Tout reprendre au début ne serait pas facile. François aurait volontiers laissé la maison à Julien et à sa mère. Mais son fils comptait sur lui et il savait qu'il lui devait cet effort. Il retourna sur ses pas.

Ils se retrouvèrent devant la maison, en bas de l'escalier.
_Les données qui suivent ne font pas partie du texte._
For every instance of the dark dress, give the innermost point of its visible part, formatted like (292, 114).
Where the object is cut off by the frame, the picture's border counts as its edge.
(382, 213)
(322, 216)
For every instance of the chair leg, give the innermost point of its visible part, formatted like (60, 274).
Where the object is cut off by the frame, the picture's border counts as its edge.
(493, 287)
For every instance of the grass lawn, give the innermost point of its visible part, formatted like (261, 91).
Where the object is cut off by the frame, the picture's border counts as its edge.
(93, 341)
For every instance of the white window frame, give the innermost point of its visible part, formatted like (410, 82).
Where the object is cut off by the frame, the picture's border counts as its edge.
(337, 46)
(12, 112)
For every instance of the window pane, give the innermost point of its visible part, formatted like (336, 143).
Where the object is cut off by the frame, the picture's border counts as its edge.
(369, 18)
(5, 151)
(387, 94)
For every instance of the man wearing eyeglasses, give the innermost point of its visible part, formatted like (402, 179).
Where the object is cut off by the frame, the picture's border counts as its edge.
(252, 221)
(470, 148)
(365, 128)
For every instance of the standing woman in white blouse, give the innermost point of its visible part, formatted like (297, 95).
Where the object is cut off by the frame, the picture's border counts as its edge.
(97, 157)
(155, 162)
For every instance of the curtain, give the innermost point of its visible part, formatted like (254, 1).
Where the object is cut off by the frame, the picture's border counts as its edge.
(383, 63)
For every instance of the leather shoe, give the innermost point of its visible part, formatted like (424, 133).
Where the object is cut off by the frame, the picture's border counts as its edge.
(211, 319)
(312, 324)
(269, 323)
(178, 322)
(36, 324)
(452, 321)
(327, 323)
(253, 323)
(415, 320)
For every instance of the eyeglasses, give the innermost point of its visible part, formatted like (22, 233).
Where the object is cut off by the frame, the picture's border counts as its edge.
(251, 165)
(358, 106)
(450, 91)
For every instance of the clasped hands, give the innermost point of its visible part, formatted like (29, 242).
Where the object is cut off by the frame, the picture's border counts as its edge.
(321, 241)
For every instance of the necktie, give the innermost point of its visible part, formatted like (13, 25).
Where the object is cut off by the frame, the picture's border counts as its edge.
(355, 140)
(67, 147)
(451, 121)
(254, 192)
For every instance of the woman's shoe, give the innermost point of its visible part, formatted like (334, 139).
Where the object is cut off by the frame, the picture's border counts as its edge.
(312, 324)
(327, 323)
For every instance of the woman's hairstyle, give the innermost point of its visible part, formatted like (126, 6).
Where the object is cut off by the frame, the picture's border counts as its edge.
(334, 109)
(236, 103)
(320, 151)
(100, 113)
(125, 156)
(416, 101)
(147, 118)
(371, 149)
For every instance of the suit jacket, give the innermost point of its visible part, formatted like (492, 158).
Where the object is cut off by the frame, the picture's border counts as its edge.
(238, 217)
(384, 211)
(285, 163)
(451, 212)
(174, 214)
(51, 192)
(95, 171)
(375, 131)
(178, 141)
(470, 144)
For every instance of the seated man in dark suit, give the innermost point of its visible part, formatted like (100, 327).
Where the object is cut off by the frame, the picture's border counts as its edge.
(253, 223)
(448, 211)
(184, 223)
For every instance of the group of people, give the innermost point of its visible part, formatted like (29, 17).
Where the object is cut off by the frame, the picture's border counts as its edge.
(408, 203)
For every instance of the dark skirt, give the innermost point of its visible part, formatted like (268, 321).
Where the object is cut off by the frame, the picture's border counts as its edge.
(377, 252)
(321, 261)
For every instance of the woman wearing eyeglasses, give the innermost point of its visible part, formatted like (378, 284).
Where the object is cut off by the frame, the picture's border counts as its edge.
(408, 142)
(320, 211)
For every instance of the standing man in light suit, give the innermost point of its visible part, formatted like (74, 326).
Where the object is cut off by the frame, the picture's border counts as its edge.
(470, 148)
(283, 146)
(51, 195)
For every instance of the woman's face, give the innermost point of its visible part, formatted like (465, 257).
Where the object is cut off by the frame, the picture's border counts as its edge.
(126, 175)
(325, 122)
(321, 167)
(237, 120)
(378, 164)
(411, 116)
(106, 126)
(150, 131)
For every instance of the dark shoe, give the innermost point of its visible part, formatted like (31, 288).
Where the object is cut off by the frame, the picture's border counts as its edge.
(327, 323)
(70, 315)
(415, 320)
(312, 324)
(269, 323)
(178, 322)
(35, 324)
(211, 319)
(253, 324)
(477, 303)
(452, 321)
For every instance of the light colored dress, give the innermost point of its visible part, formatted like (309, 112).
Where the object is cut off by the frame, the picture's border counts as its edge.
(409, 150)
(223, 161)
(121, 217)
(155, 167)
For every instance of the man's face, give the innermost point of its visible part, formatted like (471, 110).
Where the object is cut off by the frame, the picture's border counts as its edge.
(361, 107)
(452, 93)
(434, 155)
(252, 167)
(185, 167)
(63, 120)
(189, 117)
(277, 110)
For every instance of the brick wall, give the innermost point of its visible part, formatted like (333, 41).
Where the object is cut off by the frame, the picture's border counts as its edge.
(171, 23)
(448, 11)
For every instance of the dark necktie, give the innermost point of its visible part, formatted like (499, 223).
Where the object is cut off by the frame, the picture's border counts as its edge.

Elle portait deux sacs de courses très pleins.

— Donne m'en un, proposa-t-il.

Elle hocha la tête comme pour le remercier et posa un de ses sacs par terre avant de commencer à monter. Il attendit qu'elle ait un peu d'avance avant de la suivre. Quand elle s'arrêta pour prendre la clé dans sa poche et ouvrir la porte, il était à quelques marches d'elle. Il put admirer sa silhouette longiligne avant de se rendre compte que la robe qu'elle portait ne mettait pas spécialement ses formes en valeur. Elle n'était pas maquillée non plus, se rappela-t-il. Rien ne montrait qu'elle avait cherché à le séduire. C'était une bonne nouvelle, même si sa propre conduite n'en apparaissait que plus fautive.

Une fois dans la cuisine, il déposa les courses sur la table et recula pour garantir un minimum de distance entre eux.

— Tu veux que je t'aide à ranger ? demanda-t-il.

— Merci, je vais me débrouiller. Je ferai le dîner.

— D'accord, fit-il ne sachant pas s'il devait se vexer de se faire chasser de la cuisine ou être soulagé de partager les corvées ménagères. Je vais m'installer pour lire sur le balcon, indiqua-t-il espérant qu'elle n'imaginait pas qu'il l'invitait à le rejoindre.

— J'ai prévu de faire une petite virée en moto, le renseigna-t-elle à son tour.

— Entendu.

Elle commença à remplir les placards. Il comprit le message et alla prendre son livre.